Amesbury High School is a coeducational public high school in the city of Amesbury, Massachusetts, serving as the primary high school for students from Amesbury and, South Hampton, New Hampshire, along with also drawing some students from other parts of the lower Merrimack Valley region.

It is in the Amesbury Public Schools district, and serves grades 9 through 12. The school mascot was the Indians, the colors are red and white. The yearbook is called the Powwow. There are around 620 students, and almost 60 members of faculty and other staff.

==History==
Amesbury High School was originally housed in what is now called the Ordway building on School Street. A wooden school building built in 1882 served as its first permanent home. The growing school was allowed to expand in a new brick building built in 1917 and was designed by the Boston architecture firm Prescott & Sidebottom. That building served as a high school until a fire destroyed it on April 7, 1964. At the time, plans were underway to build a replacement for the school, which had exceeded its 500-student capacity by 100. After a lengthy discussion, a new school was to be built on Highland Street, designed by Walter Scott Brodie of Kilham, Hopkins, Greeley & Brodie of Boston. This school would have a capacity of 900 students. On September 28, 1969, the new school was dedicated. From 1964 until the 1969 opening of the new building, classes were held in nearby Haverhill, in that city's former high school building (Haverhill High School itself having recently moved to a newly-constructed building).

==Athletics==
Amesbury High School competes in the Cape Ann League. Their teams wear red and white and their athletic director is Glen Gearin.
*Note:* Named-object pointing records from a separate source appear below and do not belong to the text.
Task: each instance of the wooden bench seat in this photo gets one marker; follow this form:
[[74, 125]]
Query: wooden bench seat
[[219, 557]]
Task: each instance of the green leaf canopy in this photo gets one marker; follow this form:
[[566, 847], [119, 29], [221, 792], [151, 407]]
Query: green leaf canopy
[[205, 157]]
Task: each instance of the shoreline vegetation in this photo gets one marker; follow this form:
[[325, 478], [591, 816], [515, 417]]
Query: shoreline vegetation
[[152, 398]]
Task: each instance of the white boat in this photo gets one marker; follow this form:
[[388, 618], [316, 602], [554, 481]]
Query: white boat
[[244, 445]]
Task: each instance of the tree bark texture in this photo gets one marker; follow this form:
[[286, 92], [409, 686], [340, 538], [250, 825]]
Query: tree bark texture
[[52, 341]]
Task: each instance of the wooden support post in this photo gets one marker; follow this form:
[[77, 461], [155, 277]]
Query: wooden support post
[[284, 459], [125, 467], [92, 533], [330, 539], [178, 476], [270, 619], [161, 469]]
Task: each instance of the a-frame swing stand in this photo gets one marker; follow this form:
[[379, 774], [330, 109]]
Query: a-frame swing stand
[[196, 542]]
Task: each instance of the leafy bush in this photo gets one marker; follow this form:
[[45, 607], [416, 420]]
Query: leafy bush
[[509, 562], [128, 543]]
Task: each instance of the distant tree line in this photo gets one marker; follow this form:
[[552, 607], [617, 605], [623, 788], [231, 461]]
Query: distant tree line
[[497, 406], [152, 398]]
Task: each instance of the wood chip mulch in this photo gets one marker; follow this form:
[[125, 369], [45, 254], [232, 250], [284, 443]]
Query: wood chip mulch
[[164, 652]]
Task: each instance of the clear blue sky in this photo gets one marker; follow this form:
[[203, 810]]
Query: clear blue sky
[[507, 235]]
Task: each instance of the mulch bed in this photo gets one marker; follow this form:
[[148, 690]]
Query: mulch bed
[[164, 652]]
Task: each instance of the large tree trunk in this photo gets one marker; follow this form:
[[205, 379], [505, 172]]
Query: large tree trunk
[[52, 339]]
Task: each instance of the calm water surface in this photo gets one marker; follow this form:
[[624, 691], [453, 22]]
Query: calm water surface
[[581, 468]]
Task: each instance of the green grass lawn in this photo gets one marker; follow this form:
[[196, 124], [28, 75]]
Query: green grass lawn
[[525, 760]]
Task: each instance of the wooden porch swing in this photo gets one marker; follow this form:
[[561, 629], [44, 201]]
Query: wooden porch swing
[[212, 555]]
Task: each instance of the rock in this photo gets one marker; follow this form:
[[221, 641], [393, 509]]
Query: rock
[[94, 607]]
The annual Thanksgiving game between Amesbury High School and Newburyport High School is one of the oldest high school football rivalries in the country, dating back to 1891.

==Graduates==
Major General Frank D Merrill, famous for commanding the 5307th Composite Unit (Provisional), better known as "Merrill's Marauders," in the China-Burma-India Theater of WWII was a graduate of Amesbury High School.

Author and historian Osmond Richard Cummings graduated in 1940.

Paramount executive and film producer Jon Gould graduated from Amesbury High School in 1971.

The USA Network show Burn Notice stars Jeffrey Donovan, a graduate of Amesbury High School. In 2009, Donovan visited Amesbury High and started a scholarship of $10,000 for an aspiring art student who plans to major in a fine arts career program in college. The scholarship will be given out to one student every year until 2018.